一种可扩展标记语言XML文档的压缩、解压方法和装置,该压缩方法包括:从原始的可扩展标记语言XML文档中读取文档参数(101);将所述文档参数映射为映射码(102);将所述映射码替换所述文档参数,获得压缩的可扩展标记语言XML文档(103)。由于文档参数很多情况下存在重复,因此,替换之后可以大大减少XML文档存储的数据量,提高了压缩效率,并且,映射操作简单,减少了压缩的耗时。

Description

一种可扩展标记语言XML文档的压缩、解压方法和装置 技术领域
本申请涉及计算机处理的技术领域,特别是涉及一种可扩展标记语言XML文档的压缩方法、一种可扩展标记语言XML文档的解压方法、一种可扩展标记语言XML文档的压缩装置和一种可扩展标记语言XML文档的解压装置。
背景技术
XML(Extensible Markup Language,可扩展标记语言)文档可以对数据进行结构化处理,从而能够在部门、客户和供应商之间进行交换,实现动态内容生成,企业集成和应用开发。
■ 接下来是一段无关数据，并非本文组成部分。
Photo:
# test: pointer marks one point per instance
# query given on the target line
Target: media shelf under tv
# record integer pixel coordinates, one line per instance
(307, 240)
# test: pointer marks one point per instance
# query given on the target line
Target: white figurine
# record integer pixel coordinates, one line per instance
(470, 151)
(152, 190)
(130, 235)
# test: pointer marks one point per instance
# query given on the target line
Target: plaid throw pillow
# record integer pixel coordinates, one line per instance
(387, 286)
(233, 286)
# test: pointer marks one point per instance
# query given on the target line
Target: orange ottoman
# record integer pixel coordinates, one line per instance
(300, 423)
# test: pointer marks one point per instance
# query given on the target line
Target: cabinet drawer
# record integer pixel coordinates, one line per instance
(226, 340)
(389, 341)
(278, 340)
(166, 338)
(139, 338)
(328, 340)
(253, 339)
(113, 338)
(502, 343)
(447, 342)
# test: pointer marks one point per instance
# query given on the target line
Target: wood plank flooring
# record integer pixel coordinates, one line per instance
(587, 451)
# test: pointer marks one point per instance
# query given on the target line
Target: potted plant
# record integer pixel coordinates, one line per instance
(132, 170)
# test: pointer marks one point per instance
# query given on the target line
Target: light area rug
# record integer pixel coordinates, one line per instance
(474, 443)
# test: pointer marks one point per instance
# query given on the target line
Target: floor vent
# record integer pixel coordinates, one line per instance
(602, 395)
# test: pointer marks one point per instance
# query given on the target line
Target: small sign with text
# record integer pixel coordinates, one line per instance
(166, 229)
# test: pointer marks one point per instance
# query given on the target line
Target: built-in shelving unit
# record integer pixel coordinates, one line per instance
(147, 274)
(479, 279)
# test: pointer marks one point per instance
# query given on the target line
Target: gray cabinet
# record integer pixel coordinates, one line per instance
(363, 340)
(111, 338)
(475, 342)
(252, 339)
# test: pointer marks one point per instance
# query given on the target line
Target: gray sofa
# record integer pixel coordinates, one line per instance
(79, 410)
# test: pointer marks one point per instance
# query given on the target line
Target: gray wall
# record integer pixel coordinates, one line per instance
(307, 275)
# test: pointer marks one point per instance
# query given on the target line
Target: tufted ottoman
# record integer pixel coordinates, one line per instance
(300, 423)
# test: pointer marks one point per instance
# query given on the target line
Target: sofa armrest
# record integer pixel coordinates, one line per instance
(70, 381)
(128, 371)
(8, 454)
XML文档可以使用户能够更准确的搜索,更方便的传送应用组件,更好的描述一些事物,如电子商务交易等。
为方便传输或存储,通常对XML文档进行压缩。
由于XML文档是一个文本文档,通常压缩文本文档的方法主要是GZIP压缩,GZIP对于需要压缩的文档,首先使用LZ77算法的一个变种进行压缩,对得到的结果再使用Huffman编码的方法进行压缩。
可见,GZIP压缩是一个通用的文本压缩方法,因此普遍性高,也就是任意一个文本文档都可以使用GZIP压缩,但是,这种压缩方法压缩操作复杂,耗时较高,应用在XML文档压缩时,压缩后的XML文档的体积依然较大,压缩效率较低。
由于XML文档的体积较大,因此,在传输或存储压缩后的XML文档时,会消耗较大的带宽或占用较多的存储空间。
在解压缩时,需要对Huffman编码和LZ77算法进行反向解压缩,解压操作复杂,耗时也较高。
发明内容
鉴于上述问题,提出了本申请实施例以便提供一种克服上述问题或者至 少部分地解决上述问题的一种针对可扩展标记语言XML文档的压缩方法、一种针对可扩展标记语言XML文档的解压方法和相应的一种针对可扩展标记语言XML文档的压缩装置、一种针对可扩展标记语言XML文档的解压装置。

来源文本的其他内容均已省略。